En Ille-et-Vilaine, un lundi de novembre, Cheick est retardé par des travaux. Lorsqu'il arrive enfin chez le client, celui-ci l'accueille par un "Cas soc', rentrez chez vous !". "Ça m'étonne qu'un Noir soit poli et gentil comme ça", lui a-t-on également déjà dit. Ces phrases blessantes, ce Français de 32 ans en entend trop souvent.

Un racisme décomplexé

Ces cas ne sont pas isolés. "A minima une fois par mois, des cas graves de discrimination raciale nous sont signalés", estime Fabian Tosolini, membre du syndicat Union-Indépendants. Selon lui, la grande majorité de ces agressions émanent d'un "racisme décomplexé". Les livreurs concernés sont à 95 % issus de communautés étrangères.

Leur statut d'indépendant les rend également plus vulnérables. "Leur précarité financière aggrave leur situation", analyse Marine Lefèvre, de la fondation FACE. Beaucoup d'entre eux gagnent moins que le Smic horaire, comme l'a révélé une étude de l'Arpe publiée en octobre.

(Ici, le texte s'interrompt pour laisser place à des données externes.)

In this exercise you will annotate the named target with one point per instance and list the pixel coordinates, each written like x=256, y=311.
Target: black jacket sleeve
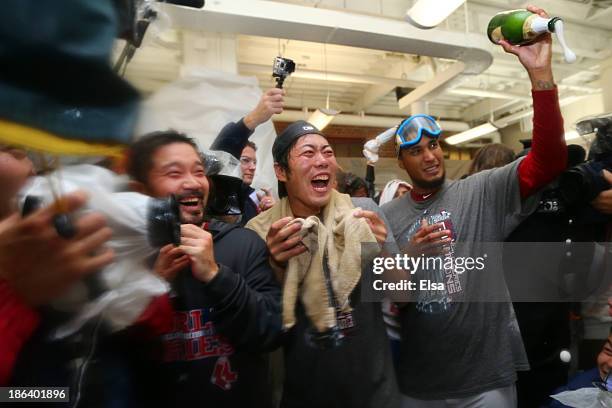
x=246, y=297
x=232, y=138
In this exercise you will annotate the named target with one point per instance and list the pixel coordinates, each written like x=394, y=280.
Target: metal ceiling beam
x=440, y=82
x=376, y=92
x=280, y=20
x=332, y=76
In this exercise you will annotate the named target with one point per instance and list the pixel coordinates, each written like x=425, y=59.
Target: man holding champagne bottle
x=465, y=352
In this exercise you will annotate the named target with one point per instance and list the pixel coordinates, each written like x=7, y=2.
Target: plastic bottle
x=521, y=26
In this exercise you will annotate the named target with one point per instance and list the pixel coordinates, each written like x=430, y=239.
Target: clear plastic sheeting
x=127, y=285
x=585, y=398
x=201, y=103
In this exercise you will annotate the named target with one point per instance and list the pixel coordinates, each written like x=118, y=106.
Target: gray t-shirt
x=465, y=346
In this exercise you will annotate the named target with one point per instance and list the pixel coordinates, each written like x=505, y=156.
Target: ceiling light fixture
x=321, y=117
x=428, y=14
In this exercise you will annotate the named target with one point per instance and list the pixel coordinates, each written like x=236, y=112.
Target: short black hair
x=140, y=155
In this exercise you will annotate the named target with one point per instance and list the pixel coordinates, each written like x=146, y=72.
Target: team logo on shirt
x=223, y=376
x=438, y=301
x=194, y=338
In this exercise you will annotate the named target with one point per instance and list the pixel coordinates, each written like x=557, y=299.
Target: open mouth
x=432, y=170
x=190, y=202
x=320, y=183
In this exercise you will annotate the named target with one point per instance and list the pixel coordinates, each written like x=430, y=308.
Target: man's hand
x=267, y=200
x=38, y=264
x=536, y=57
x=284, y=243
x=271, y=102
x=430, y=240
x=170, y=261
x=197, y=244
x=377, y=225
x=603, y=201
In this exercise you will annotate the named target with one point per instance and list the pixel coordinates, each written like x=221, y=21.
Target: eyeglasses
x=247, y=161
x=410, y=131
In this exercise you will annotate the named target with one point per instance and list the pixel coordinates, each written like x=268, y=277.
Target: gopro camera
x=283, y=67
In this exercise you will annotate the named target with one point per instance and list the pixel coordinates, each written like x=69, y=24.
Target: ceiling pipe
x=280, y=20
x=332, y=76
x=367, y=120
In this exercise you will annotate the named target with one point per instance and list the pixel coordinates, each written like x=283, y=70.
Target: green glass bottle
x=521, y=26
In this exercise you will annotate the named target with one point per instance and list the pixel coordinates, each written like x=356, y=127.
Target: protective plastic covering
x=201, y=103
x=585, y=398
x=127, y=285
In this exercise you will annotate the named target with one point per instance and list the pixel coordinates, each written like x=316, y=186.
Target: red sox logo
x=223, y=376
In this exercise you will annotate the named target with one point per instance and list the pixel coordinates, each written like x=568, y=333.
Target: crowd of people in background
x=266, y=273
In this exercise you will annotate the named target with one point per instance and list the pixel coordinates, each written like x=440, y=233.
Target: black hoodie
x=215, y=356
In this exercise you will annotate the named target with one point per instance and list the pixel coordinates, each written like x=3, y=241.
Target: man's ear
x=137, y=187
x=281, y=174
x=400, y=163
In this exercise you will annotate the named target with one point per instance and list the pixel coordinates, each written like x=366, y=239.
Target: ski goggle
x=410, y=131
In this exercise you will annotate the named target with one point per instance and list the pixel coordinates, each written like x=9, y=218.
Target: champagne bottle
x=520, y=27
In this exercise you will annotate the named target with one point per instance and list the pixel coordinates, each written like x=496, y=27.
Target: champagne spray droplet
x=569, y=55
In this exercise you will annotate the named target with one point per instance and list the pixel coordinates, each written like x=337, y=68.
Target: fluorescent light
x=571, y=135
x=471, y=134
x=322, y=117
x=429, y=13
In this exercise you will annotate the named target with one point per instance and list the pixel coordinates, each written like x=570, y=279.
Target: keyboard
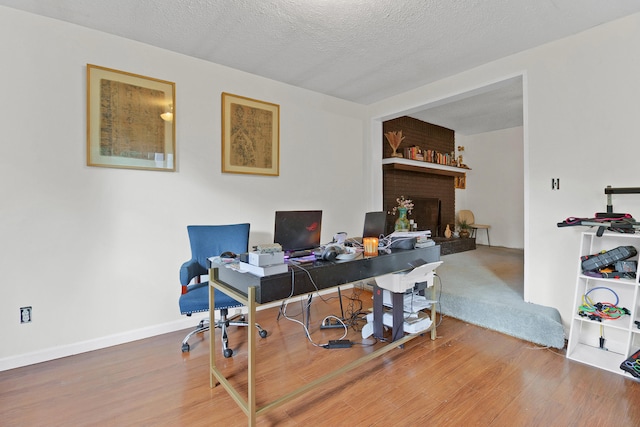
x=299, y=254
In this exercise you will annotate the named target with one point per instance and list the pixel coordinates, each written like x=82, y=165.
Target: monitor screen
x=297, y=230
x=374, y=224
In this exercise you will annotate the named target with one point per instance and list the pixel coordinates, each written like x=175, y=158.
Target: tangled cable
x=601, y=310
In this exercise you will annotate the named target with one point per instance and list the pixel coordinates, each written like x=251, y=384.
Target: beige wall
x=96, y=251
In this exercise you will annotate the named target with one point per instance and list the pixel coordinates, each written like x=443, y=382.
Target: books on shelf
x=265, y=270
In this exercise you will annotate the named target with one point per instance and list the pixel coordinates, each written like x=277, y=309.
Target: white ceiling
x=358, y=50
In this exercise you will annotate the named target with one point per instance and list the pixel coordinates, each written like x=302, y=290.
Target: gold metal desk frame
x=249, y=405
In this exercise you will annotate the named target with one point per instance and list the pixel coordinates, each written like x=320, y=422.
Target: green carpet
x=485, y=287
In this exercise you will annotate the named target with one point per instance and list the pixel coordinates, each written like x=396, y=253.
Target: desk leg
x=377, y=312
x=397, y=309
x=433, y=312
x=212, y=336
x=251, y=371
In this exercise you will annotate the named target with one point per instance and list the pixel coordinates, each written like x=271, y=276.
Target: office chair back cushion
x=467, y=216
x=212, y=240
x=207, y=241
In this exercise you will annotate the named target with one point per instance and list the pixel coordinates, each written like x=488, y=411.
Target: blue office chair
x=208, y=241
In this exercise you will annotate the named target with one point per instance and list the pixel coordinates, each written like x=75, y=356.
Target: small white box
x=260, y=259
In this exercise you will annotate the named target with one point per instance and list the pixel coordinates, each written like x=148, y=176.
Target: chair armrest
x=189, y=270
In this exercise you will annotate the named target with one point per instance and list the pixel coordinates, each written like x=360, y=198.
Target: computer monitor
x=297, y=230
x=374, y=224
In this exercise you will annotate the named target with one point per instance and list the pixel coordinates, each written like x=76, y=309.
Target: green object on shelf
x=402, y=223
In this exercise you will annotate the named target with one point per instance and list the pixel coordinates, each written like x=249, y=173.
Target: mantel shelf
x=422, y=167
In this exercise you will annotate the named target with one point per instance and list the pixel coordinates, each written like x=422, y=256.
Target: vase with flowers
x=403, y=208
x=394, y=138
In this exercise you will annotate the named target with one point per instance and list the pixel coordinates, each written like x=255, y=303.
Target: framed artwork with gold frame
x=250, y=136
x=130, y=120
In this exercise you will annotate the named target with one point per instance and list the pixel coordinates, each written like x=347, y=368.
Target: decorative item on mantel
x=405, y=206
x=394, y=138
x=464, y=229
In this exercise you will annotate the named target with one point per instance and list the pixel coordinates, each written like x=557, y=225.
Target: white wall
x=580, y=125
x=96, y=251
x=495, y=185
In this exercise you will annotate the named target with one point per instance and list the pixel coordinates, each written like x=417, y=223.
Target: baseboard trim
x=59, y=352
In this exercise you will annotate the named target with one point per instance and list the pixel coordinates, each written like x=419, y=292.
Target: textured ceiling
x=358, y=50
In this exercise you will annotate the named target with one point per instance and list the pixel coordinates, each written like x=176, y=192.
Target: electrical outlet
x=25, y=314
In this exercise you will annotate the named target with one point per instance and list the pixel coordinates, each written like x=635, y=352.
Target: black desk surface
x=325, y=274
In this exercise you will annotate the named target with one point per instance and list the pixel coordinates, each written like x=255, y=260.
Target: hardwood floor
x=468, y=376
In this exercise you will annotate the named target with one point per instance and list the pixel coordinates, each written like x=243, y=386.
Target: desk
x=252, y=291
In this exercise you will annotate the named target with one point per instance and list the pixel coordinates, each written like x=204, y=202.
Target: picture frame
x=131, y=121
x=250, y=136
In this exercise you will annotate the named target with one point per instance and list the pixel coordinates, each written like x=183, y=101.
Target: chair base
x=223, y=323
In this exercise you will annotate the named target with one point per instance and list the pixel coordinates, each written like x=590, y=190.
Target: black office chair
x=208, y=241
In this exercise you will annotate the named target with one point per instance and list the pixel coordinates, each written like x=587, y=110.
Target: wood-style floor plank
x=468, y=376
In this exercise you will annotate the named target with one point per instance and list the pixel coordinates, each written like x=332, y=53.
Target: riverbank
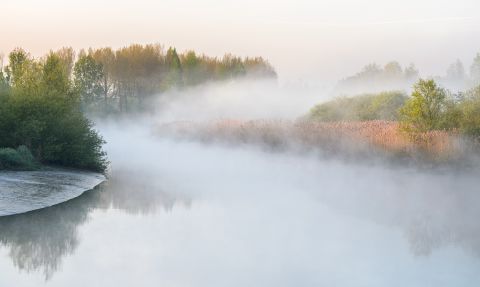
x=24, y=191
x=361, y=140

Lire : Les livreurs Uber Eats et Deliveroo veulent être mieux rémunérés

Harcèlement et sexisme en hausse

Outre le racisme, les coursiers doivent aussi faire face à des comportements sexistes, voire du harcèlement sexuel. Khadija, 25 ans, livreuse à Clermont-Ferrand, confie à l'AFP avoir été choquée par des remarques comme "Ce n'est pas un travail pour une femme" ou "Vous ne faites pas bien votre job parce que vous êtes une femme".

Les cas les plus graves frôlent l’esclavagisme moderne. "Dépêche-toi, esclave" : c'est le message qu’un coursier a reçu un jour de la part d'un client. Une enquête menée par Uber Eats en 2021 a révélé que 34 % des livreurs interrogés avaient déjà subi une discrimination au travail, dont 63 % en raison de leur origine.

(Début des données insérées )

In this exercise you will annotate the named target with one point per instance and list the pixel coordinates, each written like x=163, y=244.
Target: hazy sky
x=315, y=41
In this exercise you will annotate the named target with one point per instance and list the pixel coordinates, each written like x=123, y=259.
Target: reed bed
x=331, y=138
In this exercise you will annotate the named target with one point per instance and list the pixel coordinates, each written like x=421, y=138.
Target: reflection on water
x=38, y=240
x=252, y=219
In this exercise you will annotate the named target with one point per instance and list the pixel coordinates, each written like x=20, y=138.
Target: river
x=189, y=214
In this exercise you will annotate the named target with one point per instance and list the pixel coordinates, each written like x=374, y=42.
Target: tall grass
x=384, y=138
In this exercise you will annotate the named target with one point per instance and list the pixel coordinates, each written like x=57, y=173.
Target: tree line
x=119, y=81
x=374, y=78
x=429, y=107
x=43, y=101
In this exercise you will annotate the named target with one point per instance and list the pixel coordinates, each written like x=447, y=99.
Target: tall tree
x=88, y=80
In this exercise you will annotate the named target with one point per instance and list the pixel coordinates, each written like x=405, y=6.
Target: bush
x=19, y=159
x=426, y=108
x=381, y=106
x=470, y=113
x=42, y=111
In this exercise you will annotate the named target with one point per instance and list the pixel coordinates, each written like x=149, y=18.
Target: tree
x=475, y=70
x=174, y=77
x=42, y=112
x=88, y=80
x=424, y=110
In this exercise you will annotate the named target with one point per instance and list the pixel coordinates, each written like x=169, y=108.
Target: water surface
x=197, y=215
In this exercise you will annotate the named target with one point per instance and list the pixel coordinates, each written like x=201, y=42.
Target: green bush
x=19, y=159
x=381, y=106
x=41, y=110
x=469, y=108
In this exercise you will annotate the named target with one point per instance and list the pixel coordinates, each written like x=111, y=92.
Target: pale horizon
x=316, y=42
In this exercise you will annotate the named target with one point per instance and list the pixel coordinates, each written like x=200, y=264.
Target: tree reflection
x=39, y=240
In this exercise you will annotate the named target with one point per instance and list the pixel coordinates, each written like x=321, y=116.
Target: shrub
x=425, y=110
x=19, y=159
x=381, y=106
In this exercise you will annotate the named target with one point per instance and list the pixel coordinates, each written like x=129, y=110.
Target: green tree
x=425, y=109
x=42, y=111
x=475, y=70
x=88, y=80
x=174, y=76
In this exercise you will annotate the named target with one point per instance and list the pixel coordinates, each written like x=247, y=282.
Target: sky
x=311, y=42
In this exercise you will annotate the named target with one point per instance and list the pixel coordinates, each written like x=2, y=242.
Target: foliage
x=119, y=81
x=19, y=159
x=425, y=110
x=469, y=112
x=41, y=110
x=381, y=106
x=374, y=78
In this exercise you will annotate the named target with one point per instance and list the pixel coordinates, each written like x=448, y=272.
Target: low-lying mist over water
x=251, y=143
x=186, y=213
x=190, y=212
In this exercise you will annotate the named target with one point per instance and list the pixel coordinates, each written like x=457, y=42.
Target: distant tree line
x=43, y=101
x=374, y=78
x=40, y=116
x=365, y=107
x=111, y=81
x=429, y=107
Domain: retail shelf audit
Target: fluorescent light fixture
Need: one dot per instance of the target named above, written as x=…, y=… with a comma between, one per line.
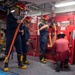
x=12, y=11
x=65, y=4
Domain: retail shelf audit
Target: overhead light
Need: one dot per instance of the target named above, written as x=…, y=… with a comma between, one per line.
x=12, y=11
x=65, y=4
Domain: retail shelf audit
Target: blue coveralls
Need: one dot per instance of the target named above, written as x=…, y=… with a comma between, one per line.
x=11, y=28
x=43, y=38
x=25, y=38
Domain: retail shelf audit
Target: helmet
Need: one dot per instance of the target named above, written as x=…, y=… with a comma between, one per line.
x=21, y=6
x=28, y=19
x=61, y=35
x=45, y=17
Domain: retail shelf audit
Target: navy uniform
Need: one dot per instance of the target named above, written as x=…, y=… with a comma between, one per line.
x=43, y=38
x=25, y=38
x=11, y=28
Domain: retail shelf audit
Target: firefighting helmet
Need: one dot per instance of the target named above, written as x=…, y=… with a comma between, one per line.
x=28, y=19
x=45, y=17
x=20, y=5
x=61, y=35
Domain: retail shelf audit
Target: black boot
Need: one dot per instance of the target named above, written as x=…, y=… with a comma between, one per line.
x=20, y=62
x=6, y=68
x=66, y=66
x=25, y=61
x=42, y=60
x=58, y=66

Des plateformes sous pression

Face à ces incidents, Deliveroo, Uber Eats et Stuart ont signé en mai dernier un accord avec les syndicats pour mieux protéger les livreurs. Parmi les mesures prises : un recensement des cas signalés, un canal dédié pour remonter les incidents, la désactivation des comptes clients ou restaurateurs fautifs et une indemnisation des livreurs victimes.

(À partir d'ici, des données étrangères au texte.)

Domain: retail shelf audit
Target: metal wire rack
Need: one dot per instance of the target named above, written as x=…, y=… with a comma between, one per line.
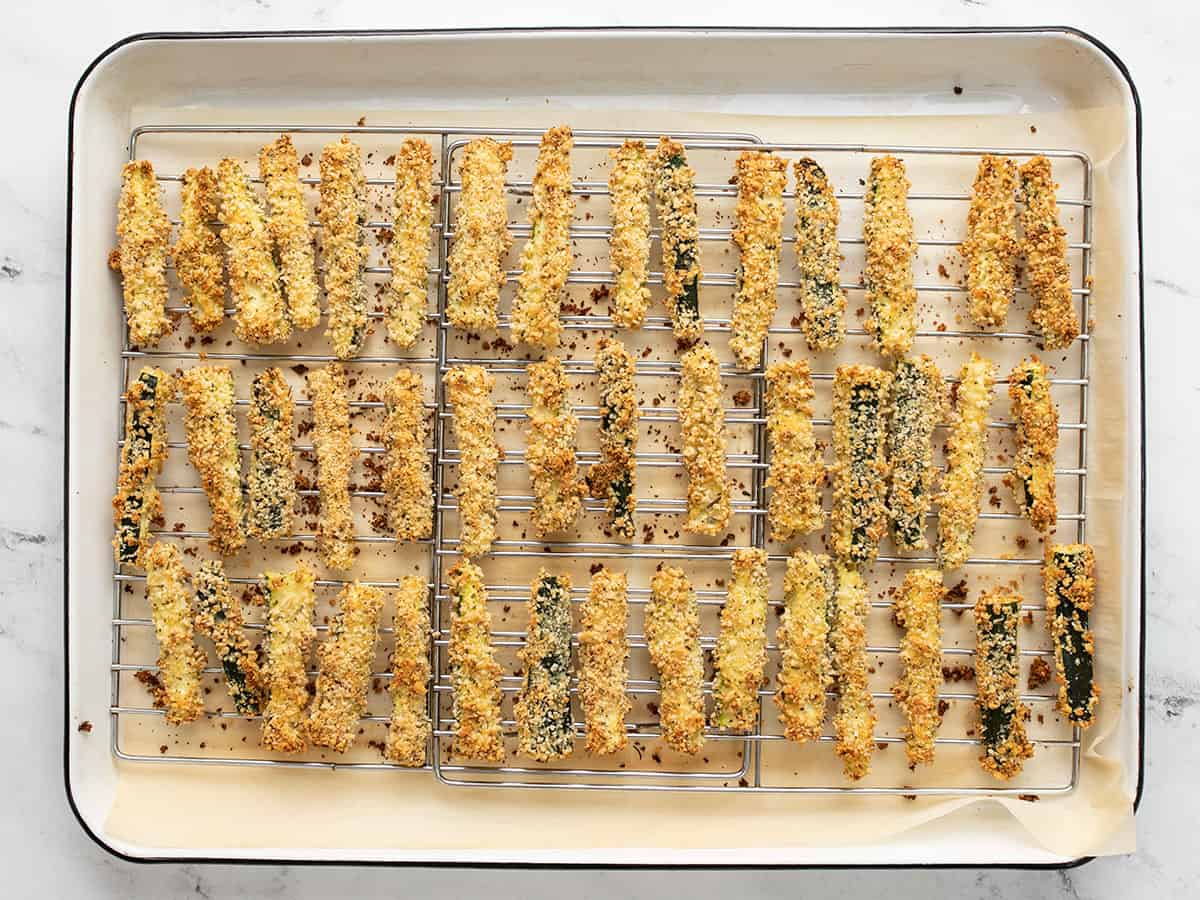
x=754, y=762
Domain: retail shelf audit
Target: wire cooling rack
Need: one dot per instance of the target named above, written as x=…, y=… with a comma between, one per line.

Cheick, par exemple, a reçu près de 100 euros pour compenser une livraison interrompue. Uber Eats propose aussi un accompagnement juridique gratuit et une garantie couvrant jusqu'à 5 000 euros de frais judiciaires. Deliveroo, de son côté, s'engage à traiter les signalements en moins de 36 heures et accompagne les victimes dans leurs démarches.

Lire : “Le livreur du futur” offre des repas aux SDF grâce à sa cagnotte et enflamme les réseaux sociaux

Changer les mentalités

Les plateformes tentent également de sensibiliser leurs employés. Avec FACE, Deliveroo organise des sessions de formation pour apprendre à repérer les discriminations et comprendre leurs conséquences. Ces initiatives visent à déconstruire les amalgames qui associent trop souvent les livreurs à des sans-papiers ou à un faible niveau social.

Les conséquences de ces agressions, même à première vue mineures, peuvent être graves : angoisse, dépression, perte d'estime de soi, et dans les cas les plus extrêmes, risque de suicide. Les efforts des plateformes suffiront-ils à enrayer le problème ? Les livreurs, eux, attendent des actes concrets.